January 13, 2021 10:19 pm | Updated 10:27 pm IST - Mumbai

Sudha Bharadwaj

Sudha Bharadwaj

The special National Investigation Agency (NIA) court has allowed access of five books a month to Sudha Bharadwaj, accused in the Bhima Koregaon violence case, from outside the Byculla prison.

Special judge DE Kothalikar directed the Superintendent of the Byculla district prison to grant the access to Ms. Bharadwaj, trade unionist and human rights lawyer. The court said, “The Superintendent shall carefully examine the books and if they contain objectionable material, which preaches violence, vulgar, obscene, pornographic or the material propagating the banned organisation namely Revolutionary Democratic Front or CPI (Maoist), in that case he shall not allow the applicant [Ms. Bharadwaj] to accept such books.”

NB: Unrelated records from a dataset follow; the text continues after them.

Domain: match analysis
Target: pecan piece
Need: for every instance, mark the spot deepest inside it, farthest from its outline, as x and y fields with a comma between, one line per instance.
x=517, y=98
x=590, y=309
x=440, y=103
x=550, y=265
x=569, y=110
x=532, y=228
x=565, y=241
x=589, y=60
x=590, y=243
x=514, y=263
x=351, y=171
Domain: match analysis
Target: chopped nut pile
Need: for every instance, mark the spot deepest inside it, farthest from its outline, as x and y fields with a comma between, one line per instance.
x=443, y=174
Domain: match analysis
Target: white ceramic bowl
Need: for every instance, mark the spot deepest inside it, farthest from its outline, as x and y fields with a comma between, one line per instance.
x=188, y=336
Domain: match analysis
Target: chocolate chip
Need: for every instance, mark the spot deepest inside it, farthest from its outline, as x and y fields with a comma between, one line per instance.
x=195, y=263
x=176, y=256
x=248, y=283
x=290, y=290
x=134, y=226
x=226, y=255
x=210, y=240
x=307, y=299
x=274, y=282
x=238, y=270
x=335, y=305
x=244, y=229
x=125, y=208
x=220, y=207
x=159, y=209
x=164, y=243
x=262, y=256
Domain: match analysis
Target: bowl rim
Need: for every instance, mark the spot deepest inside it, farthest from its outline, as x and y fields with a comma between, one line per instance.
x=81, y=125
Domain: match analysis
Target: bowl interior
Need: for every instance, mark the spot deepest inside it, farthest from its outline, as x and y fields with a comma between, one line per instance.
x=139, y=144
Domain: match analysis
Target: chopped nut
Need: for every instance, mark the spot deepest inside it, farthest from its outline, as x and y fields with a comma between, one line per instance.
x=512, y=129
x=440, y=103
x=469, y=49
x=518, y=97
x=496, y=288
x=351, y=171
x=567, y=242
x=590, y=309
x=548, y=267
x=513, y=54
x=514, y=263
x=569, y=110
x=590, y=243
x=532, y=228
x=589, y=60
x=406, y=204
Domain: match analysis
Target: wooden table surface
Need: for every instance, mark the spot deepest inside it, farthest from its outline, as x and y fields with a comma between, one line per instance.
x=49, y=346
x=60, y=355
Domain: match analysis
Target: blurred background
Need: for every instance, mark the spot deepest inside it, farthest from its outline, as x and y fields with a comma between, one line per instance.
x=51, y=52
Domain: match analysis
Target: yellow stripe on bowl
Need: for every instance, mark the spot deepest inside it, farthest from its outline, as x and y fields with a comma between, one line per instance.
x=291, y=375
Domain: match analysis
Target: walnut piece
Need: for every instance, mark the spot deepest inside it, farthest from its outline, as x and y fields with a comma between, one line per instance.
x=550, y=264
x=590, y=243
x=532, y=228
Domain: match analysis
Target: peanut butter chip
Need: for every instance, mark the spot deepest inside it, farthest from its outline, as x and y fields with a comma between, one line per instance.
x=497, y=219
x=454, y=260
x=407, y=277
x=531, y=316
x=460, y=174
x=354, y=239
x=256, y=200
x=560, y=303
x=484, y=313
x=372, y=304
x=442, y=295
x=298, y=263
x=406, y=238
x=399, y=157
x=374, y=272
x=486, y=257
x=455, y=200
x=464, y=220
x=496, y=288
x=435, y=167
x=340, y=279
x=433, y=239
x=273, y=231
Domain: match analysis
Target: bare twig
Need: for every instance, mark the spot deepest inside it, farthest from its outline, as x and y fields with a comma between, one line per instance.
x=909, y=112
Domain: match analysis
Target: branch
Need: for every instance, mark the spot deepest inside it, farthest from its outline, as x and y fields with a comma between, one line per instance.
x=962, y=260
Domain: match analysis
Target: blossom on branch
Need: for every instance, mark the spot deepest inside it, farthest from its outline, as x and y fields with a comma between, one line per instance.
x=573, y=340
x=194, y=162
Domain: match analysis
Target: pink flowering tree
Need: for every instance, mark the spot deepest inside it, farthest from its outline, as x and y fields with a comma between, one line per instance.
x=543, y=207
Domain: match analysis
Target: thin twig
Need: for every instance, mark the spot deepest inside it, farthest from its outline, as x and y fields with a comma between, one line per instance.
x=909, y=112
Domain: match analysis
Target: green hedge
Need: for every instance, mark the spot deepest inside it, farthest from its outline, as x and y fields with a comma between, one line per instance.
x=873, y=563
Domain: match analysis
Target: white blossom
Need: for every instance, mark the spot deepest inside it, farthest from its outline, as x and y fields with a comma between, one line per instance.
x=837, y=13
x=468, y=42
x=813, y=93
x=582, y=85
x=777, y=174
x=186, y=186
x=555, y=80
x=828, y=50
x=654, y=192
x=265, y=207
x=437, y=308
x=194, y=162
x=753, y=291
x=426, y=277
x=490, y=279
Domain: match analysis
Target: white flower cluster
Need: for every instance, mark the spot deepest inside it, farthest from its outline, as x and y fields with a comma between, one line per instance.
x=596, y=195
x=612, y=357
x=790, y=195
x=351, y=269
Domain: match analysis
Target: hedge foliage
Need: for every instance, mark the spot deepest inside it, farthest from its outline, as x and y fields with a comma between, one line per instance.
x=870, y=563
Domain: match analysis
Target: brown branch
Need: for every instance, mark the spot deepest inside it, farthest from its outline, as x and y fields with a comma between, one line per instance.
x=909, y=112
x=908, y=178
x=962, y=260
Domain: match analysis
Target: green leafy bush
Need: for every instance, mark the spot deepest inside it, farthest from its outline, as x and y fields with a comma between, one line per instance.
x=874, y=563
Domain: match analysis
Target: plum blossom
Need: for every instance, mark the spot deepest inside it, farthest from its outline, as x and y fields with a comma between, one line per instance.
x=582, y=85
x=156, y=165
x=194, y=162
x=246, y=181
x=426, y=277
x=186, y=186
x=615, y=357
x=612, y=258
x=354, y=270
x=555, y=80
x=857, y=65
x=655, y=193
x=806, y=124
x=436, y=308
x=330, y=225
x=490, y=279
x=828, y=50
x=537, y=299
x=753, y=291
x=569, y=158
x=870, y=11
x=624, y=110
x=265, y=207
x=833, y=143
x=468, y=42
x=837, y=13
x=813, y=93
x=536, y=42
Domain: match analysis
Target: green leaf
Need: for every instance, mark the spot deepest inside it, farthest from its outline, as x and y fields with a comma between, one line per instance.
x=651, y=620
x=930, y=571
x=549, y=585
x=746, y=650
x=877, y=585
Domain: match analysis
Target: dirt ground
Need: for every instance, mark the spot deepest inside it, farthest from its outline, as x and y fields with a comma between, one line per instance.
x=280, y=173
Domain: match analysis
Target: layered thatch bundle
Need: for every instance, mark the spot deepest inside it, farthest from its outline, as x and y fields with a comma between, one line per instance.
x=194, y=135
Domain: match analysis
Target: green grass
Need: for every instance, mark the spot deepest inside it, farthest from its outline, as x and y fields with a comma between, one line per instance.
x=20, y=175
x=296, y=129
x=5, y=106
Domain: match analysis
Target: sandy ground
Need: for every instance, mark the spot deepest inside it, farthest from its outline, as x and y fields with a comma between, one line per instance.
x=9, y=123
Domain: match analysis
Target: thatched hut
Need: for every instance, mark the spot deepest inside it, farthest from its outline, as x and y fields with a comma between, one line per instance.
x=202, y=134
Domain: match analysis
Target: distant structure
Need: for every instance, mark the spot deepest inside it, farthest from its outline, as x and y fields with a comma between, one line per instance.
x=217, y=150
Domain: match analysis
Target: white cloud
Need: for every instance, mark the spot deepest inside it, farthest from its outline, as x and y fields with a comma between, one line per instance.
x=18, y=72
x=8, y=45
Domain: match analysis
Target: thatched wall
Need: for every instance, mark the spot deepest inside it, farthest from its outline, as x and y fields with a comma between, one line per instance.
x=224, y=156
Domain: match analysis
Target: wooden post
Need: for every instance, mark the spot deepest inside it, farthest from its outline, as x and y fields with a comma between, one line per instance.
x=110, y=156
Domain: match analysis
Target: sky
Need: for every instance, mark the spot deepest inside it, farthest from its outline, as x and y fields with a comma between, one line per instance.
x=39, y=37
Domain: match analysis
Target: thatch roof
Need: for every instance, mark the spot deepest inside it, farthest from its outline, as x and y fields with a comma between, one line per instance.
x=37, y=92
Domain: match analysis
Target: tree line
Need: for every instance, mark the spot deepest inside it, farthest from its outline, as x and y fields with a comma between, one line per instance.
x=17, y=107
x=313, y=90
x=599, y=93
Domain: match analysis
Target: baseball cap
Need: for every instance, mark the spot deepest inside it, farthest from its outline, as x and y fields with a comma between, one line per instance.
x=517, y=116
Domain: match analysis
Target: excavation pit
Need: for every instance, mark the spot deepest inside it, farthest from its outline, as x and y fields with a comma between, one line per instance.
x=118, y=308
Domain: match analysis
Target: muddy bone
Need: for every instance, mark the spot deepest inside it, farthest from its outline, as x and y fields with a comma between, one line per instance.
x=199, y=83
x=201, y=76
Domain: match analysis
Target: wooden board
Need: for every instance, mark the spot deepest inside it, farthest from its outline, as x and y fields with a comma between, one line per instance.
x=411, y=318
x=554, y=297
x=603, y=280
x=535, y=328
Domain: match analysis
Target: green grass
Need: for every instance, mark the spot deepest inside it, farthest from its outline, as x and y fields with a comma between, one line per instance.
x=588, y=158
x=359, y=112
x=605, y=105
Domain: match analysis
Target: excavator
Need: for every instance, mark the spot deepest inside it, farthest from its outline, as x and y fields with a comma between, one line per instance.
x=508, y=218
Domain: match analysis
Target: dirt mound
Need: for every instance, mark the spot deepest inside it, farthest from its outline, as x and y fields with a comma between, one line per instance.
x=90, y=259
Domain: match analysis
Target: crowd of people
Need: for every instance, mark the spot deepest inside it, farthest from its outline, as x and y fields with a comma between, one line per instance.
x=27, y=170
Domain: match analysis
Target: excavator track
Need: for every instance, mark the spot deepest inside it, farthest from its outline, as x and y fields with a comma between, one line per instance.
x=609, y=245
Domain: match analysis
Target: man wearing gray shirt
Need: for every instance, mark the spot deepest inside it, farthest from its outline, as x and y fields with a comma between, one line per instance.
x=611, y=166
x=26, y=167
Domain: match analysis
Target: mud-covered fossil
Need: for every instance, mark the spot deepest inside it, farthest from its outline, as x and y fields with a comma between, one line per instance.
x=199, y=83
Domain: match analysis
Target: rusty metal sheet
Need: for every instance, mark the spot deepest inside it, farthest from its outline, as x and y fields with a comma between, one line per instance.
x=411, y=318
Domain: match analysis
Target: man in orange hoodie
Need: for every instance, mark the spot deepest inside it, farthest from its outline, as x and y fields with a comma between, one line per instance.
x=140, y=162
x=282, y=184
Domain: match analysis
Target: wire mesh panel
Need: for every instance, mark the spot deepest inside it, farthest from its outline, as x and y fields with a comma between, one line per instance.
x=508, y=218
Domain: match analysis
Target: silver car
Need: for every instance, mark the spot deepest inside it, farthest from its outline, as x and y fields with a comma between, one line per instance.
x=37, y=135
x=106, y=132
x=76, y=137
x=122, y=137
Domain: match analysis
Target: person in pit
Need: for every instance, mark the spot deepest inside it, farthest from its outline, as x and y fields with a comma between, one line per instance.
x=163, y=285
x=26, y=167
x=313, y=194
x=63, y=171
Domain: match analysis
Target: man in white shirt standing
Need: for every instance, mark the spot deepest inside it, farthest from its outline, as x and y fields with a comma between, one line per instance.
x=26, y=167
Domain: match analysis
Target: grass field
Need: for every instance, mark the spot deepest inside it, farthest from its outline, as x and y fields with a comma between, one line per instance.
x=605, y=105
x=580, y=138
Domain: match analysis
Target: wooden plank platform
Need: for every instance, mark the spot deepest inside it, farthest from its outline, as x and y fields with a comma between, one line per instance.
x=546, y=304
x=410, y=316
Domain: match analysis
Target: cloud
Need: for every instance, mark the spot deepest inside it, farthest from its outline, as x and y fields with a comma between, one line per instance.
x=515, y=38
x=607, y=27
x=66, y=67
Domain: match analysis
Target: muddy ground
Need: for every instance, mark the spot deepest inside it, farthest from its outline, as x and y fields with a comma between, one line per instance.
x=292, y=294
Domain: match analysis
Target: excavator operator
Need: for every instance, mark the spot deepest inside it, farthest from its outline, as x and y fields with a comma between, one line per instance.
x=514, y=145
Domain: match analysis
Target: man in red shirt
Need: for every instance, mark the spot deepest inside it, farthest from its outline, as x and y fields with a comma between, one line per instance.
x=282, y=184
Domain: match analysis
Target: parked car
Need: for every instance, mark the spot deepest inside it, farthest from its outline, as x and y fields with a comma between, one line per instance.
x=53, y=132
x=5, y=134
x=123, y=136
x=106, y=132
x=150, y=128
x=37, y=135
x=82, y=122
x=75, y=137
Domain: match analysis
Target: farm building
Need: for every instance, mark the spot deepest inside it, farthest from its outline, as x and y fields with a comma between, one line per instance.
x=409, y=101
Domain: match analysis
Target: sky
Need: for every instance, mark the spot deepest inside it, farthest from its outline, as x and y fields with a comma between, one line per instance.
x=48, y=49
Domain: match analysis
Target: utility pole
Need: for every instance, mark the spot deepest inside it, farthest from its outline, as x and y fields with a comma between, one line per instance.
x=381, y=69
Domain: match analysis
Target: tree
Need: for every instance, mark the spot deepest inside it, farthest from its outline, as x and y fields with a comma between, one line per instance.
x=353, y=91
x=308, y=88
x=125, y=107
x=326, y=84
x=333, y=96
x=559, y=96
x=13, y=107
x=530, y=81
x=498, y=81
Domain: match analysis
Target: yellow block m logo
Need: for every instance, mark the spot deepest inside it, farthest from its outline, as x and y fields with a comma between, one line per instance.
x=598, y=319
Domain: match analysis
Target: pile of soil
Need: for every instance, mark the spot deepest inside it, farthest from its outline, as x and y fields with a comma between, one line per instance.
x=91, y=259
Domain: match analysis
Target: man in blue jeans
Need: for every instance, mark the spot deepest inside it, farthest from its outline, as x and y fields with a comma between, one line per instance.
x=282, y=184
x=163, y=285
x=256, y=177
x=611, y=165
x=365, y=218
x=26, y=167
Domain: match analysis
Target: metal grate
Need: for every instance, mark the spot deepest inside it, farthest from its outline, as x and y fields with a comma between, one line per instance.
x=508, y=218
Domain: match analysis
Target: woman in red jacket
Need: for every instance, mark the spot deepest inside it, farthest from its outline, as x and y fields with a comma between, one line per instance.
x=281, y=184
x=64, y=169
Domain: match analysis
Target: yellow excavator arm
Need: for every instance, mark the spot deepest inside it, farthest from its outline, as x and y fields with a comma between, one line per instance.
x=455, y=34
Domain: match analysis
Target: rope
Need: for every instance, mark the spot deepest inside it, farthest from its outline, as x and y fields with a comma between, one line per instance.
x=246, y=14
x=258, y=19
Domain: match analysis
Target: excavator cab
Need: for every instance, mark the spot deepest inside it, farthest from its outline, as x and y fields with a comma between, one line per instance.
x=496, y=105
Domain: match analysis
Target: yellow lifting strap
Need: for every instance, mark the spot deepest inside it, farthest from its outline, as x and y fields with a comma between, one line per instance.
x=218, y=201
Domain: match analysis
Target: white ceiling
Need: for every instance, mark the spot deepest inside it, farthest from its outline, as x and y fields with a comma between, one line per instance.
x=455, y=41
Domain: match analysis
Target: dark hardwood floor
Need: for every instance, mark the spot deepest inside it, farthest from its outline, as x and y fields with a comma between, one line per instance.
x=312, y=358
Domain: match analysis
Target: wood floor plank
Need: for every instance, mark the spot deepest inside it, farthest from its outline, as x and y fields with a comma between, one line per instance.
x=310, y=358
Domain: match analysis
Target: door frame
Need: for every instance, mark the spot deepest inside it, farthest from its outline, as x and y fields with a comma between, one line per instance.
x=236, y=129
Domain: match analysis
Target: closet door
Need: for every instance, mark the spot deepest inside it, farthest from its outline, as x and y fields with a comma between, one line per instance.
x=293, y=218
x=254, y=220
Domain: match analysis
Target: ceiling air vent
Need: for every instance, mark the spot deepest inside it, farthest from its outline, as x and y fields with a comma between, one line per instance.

On November 11, a clerk from the office of Ms. Bharadwaj’s lawyer had gone to the prison to deliver a parcel consisting of two kurtas, one book. The jail authorities however took the parcel but removed the book — The Empire of Cotton by Sten Backert.

On December 30, lawyers representing Ms. Bharadwaj along with co-accused Hany Babu and Gautam Navlakha lodged at the Taloja central jail moved the special NIA court seeking access to books and newspapers in prison.

Mr. Navlakha sought two books — The World Of Jeeves and Wooster by P.G. Wodehouse and Against the Grain: A Deep History of the Earliest States by James C. Scott. Mr. Babu wanted to read three books namely A Man Called Ove by Fredrick Backman, Sea of Poppies by Amitava Ghosh and Last Train to Istanbul by Ayse Kulin.